A type 2 diabetes treatment could help people addicted to cocaine and other addictive drugs kick the habit, American researchers report.
Dr Heath Schmidt, a behavioural pharmacologist and neuroscientist from University of Pennsylvania, and colleagues say glucagon-like peptide 1 (GLP-1) could impact the brain to no longer crave addictive drugs.
GLP-1 receptor agonist drugs, used to treat type 2 diabetes, activate a hormone which lowers food consumption and blood glucose levels. They are also known as incretin mimetics because they copy the function of the pancreas which secretes insulin and glucagon.
In a series of experiments, the researchers discovered GPL-1 drugs decreased cocaine addiction in rats.
The rats had previously been administered cocaine for 21 days, which revealed decreased levels of the GLP-1 hormone. During this period, the rats pressed a lever for intravenous cocaine infusio, where they self-administered 28 infusions each day, on average.
When the scientists swapped cocaine for saline, this led to a period of withdrawal and lever pressing dropped significantly. Then the rats were exposed to cocaine again and the rates increased, indicating addiction.

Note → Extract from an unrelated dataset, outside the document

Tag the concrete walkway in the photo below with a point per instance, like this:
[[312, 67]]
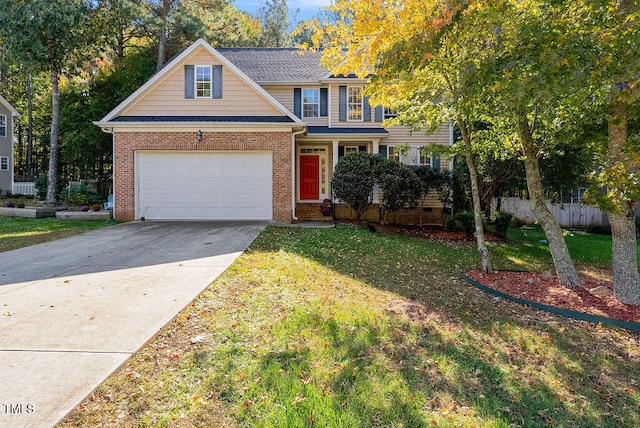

The rats were then administered a GLP-1 agonist called Exendin-4 to establish whether it could block the desire to take cocaine. This led to a significant decrease in drug-craving, even after an injection of cocaine and from re-exposure to stimuli during withdrawal.
“This tells us Exendin-4 can block the effects of cocaine itself but also condition stimuli previously paired with cocaine,” said Dr Schmidt.
“This was really exciting because it’s the first demonstration that the GLP-1 system, and the drugs that target this system, could potentially play an important role in cocaine seeking and relapse. The other really interesting aspect of these studies are the doses.”
Dr Schmidt and colleagues are hopeful the drugs could be used to treat drug abuse beyond cocaine, but acknowledge more research, specifically in humans, is needed first.
“There is a lot we don’t know about the GLP-1 system in the brain,” he says. “What is the exact circuitry in the brain? Is this signalling the same as what mediates food intake or is it slightly different? Does cocaine change it in any way? We’re working on that.”
The findings have been published in the Nature journal Neuropsychopharmacology.